18-09-2019 10:00 - « On en a marre » : une marche contre le pouvoir repoussée par la police à Ouagadougou

« On en a marre » : une marche contre le pouvoir repoussée par la police à Ouagadougou

Le Monde Afrique - Cris de colère et concert de vuvuzelas. « Non à l’insécurité, non aux exactions et à la stigmatisation des ethnies ! », a scandé la foule, composée d’environ 2 000 manifestants, réunis à l’appel de l’Unité d’action syndicale (UAS) et de plusieurs organisations de la société civile, ce lundi matin à Ouagadougou.

Mais quelques minutes après le départ de la marche, partie de la Bourse du travail aux alentours de 10 heures, les forces de l’ordre ont immédiatement repoussé le cortège avec des tirs de gaz lacrymogène. Les autorités assurent que les organisateurs ne disposaient pas d’autorisation pour manifester.

« Plusieurs blessés par les tirs de projectiles » ou qui ont « chuté en se dispersant » ont pu être recensés par un médecin sur place, selon nos informations.

« Après une insurrection [qui a entraîné en octobre 2014 la chute de l’ancien président burkinabé Blaise Compaoré], on ne devrait plus assister à une répression d’une marche pacifique. On veut nous faire taire, mais nous sommes prêts à nous battre et à marcher ! », criait, visiblement en colère, Laurent Lankoande, un étudiant de 30 ans. Pancarte à la main, Salif Belem, un militant du Mouvement burkinabé des droits de l’homme et des peuples (MBDHP), s’est dit « inquiet » pour l’avenir de son pays. « Ça ne va pas. Trop de sang a coulé, on en a marre. Le gouvernement doit donner plus de moyens à nos forces de défense pour assurer notre sécurité », exige ce comptable.

« Multiplication des exécutions extrajudiciaires »

L’armée burkinabée semble incapable d’enrayer la montée des violences dans le pays. En quatre ans, au moins 440 attaques, attribuées aux groupes armés djihadistes affiliés à Al-Qaida et au groupe Etat islamique, ont déjà été perpétrées au Burkina Faso, entraînant le déplacement de plus de 280 000 personnes, selon les chiffres du Bureau de la coordination des affaires humanitaires (Ocha). Les manifestants ont également critiqué « la multiplication des exécutions extrajudiciaires », qu’ils imputent aux forces de défense burkinabées. « Les exactions sommaires continuent en toute impunité. On ne peut pas rester silencieux ! », a martelé Daouda Diallo, porte-parole du Collectif contre l’impunité et la stigmatisation des communautés (CISC).

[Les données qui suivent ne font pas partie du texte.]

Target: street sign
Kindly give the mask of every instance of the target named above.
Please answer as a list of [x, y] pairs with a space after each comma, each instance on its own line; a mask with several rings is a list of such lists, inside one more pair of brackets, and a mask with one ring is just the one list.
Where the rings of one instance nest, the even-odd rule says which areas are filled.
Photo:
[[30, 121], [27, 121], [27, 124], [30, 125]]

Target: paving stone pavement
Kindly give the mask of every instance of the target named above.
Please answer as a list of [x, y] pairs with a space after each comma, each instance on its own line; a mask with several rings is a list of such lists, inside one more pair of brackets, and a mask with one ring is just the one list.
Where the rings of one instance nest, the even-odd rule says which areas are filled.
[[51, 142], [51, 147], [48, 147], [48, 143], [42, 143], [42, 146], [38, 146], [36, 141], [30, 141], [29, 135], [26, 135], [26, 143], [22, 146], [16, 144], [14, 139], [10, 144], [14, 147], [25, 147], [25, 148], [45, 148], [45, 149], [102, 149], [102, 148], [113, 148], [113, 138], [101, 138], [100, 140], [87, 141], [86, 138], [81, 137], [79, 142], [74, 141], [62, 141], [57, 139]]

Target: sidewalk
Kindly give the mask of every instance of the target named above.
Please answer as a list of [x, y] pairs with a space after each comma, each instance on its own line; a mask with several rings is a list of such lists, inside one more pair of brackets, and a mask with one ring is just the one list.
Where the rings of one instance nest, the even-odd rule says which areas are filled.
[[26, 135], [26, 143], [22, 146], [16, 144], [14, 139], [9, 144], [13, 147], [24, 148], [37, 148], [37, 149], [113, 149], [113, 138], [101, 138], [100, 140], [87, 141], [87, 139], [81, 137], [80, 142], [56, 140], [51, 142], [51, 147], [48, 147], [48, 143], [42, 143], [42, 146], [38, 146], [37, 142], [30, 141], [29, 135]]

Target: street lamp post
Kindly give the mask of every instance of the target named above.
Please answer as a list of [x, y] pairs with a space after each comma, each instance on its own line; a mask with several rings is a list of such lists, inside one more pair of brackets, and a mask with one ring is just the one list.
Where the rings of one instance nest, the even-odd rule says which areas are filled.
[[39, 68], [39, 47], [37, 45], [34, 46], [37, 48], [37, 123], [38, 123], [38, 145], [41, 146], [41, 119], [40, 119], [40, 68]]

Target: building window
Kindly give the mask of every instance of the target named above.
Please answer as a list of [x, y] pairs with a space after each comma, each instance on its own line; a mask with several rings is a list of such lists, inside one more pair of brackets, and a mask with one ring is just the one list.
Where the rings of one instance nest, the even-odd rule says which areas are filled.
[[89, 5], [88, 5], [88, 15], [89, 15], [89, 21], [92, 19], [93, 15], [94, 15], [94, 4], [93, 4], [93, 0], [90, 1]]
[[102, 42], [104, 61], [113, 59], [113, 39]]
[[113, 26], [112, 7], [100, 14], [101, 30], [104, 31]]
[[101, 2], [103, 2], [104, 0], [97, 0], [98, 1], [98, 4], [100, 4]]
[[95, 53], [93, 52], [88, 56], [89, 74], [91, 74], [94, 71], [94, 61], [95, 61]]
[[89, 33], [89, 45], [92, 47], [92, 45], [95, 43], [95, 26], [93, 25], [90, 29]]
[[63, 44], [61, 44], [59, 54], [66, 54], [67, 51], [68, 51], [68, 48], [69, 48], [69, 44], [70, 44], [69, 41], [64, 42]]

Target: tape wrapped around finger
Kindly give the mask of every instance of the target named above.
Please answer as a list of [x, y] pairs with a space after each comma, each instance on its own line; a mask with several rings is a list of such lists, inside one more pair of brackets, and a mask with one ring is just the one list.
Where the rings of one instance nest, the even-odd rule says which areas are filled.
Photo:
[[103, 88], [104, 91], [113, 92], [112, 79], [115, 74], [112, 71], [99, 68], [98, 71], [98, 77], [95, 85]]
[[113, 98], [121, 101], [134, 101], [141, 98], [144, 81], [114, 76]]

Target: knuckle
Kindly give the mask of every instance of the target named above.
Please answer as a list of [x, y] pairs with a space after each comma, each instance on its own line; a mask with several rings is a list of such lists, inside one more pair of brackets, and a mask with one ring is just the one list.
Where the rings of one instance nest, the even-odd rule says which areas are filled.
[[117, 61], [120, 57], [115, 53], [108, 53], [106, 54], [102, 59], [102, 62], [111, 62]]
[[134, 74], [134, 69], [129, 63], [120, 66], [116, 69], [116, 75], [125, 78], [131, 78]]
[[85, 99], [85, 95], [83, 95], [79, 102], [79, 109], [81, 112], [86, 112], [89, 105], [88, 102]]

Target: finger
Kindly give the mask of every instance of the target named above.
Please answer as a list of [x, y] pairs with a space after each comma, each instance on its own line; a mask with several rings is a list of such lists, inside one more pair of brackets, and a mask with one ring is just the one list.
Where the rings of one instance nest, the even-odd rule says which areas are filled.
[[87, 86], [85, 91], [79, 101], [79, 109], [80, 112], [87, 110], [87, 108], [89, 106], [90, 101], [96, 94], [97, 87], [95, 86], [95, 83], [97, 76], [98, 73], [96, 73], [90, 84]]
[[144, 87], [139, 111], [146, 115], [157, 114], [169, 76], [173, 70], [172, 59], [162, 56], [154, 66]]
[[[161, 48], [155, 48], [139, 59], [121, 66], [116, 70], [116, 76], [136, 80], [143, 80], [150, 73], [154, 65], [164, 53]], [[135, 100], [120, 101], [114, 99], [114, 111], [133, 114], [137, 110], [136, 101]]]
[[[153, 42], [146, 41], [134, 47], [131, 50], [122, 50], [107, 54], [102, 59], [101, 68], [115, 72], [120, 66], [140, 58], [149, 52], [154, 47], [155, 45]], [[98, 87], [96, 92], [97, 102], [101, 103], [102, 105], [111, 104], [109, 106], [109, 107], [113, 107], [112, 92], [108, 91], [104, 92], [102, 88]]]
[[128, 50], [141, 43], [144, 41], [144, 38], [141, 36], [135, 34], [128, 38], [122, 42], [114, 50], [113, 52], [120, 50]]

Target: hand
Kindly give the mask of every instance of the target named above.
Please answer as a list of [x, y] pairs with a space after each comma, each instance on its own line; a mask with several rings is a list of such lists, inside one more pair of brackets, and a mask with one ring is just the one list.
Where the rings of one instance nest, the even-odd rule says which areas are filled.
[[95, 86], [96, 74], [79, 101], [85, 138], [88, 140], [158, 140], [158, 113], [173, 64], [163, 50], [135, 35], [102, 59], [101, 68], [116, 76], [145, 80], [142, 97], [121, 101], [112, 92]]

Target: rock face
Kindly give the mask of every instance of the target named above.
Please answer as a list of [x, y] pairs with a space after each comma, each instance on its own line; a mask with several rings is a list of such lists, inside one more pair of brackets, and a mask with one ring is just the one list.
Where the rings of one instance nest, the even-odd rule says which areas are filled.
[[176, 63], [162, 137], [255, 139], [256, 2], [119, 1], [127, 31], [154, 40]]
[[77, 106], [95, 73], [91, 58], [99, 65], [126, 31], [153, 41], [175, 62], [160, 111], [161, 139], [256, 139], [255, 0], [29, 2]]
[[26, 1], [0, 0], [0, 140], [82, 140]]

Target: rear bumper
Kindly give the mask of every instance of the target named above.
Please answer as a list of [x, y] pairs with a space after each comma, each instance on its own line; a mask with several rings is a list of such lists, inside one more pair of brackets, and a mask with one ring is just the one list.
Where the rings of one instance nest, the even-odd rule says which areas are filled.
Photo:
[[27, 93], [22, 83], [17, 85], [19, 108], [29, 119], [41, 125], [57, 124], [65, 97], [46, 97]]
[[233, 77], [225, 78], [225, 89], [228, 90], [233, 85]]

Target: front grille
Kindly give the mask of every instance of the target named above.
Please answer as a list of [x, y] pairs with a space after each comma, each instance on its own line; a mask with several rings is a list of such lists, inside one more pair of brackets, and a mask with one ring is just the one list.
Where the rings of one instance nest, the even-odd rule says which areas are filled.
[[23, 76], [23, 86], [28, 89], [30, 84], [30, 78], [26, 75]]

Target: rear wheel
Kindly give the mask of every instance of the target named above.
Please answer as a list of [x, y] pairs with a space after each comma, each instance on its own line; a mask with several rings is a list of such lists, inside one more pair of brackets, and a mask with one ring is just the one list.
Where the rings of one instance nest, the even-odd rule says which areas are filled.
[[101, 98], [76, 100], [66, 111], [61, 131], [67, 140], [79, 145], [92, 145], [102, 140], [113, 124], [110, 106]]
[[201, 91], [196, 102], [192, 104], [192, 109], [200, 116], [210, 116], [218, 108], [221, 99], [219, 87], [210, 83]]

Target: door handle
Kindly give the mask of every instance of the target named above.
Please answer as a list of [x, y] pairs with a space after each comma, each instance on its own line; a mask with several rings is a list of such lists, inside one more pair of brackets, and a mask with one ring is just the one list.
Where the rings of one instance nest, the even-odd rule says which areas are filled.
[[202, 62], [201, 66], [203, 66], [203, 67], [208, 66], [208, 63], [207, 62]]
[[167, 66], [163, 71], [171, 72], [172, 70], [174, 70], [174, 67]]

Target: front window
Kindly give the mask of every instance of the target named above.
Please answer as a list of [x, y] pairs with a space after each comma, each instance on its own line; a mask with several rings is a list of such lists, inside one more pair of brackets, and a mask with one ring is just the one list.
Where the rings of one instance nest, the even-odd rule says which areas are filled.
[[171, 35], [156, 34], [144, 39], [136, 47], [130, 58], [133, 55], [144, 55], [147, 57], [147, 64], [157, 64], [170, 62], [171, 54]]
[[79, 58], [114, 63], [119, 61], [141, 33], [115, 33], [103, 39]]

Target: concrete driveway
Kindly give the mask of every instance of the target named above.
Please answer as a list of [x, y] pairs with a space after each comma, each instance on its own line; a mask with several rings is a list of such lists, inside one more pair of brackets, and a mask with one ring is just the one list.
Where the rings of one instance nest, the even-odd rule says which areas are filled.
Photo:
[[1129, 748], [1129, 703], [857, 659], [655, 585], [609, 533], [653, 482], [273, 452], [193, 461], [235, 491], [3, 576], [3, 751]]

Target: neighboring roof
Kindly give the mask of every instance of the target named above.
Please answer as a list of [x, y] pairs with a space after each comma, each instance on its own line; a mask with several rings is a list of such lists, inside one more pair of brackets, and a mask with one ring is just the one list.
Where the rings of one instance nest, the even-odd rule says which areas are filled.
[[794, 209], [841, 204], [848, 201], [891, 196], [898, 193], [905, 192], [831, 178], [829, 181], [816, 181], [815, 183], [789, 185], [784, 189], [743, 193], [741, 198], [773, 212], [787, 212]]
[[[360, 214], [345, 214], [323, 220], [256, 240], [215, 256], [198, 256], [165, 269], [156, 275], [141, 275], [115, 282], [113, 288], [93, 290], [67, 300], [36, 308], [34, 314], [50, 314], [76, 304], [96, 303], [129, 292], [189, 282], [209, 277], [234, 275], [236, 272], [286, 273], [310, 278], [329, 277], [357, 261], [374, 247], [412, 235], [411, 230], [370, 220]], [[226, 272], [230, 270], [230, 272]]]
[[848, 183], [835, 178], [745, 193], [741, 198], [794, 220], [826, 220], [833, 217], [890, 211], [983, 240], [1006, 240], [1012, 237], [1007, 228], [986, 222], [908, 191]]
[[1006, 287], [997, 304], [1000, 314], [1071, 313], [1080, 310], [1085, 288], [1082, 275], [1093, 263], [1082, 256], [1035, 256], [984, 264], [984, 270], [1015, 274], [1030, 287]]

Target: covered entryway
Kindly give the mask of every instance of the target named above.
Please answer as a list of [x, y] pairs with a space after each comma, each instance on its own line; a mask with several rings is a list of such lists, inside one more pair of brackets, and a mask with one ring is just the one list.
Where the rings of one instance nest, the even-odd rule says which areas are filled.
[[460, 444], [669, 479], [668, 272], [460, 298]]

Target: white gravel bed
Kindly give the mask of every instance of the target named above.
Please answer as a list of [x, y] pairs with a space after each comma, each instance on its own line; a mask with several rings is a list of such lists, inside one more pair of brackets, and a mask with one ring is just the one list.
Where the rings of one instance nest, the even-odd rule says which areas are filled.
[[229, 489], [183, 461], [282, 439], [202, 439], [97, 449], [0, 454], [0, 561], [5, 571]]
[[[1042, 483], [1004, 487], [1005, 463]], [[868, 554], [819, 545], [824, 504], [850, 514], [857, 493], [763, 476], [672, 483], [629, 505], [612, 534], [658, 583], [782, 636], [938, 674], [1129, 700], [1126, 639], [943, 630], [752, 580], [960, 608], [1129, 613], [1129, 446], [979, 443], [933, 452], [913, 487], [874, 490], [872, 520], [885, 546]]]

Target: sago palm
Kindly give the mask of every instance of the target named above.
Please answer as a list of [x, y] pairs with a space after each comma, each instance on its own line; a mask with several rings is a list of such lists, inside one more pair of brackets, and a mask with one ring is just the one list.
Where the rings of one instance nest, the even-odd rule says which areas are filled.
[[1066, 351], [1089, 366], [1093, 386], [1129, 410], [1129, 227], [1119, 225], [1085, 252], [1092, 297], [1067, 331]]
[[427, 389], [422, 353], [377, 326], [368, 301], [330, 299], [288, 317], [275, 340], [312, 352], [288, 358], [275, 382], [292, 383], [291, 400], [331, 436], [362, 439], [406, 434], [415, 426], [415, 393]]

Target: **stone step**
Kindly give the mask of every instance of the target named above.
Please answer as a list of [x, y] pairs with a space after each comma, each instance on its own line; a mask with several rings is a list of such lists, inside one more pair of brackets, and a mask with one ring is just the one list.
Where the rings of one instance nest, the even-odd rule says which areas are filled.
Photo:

« Le pouvoir du MPP [Mouvement du peuple pour le progrès, parti présidentiel] est incapable d’assurer la sécurité de notre peuple (…). Il doit prendre toute la mesure de la crise sécuritaire, sociale et économique que nous vivons », a dénoncé le secrétaire adjoint de la Confédération générale du travail du Burkina (CGTB), Norbert Wangré, à la tribune. A ses côtés, le syndicaliste Seyni Kouanda a également critiqué « l’intervention des forces armées françaises et étrangères » dans le pays. « Depuis quand un Etat responsable confie-t-il sa sécurité à un autre Etat ? La France est militairement présente au Burkina pour défendre ses intérêts et rien d’autre ! », a-t-il fustigé. La France est présente au Sahel avec la force « Barkhane ».

Au sein de la société civile, la colère et l’incompréhension montent. « On n’a jamais donné autant d’argent pour l’armée et eu autant de morts », s’interrogeait ainsi Sayouba, un manifestant, avant de conclure, écœuré : « Si on ne peut rien changer, qu’ils déguerpissent ! »

Côtés organisateurs, ce matin, certains se disaient prêts à durcir le mouvement. « Nous répondrons présents. Nous sommes plus que jamais déterminés. Même s’il faut aller au-delà d’une marche, on le fera ! », prévenait ainsi Bassolma Bazie, le secrétaire général de la CGTB.

Le gouvernement a réagi dans la soirée, expliquant que les organisateurs n’avaient pas « respecté les délais » pour obtenir l’autorisation de manifester et que « c’est la raison pour laquelle les forces de l’ordre ont dû agir ». « Il n’y a pas eu de chasse aux sorcières. C’est simplement parce que la loi n’a pas été respectée, malgré les injonctions du gouvernement et les mises en garde que nous avions faites. Certaines personnes se sont mises à vouloir défier l’autorité de l’Etat », a déploré le ministre de l’administration territoriale, Siméon Sawadogo.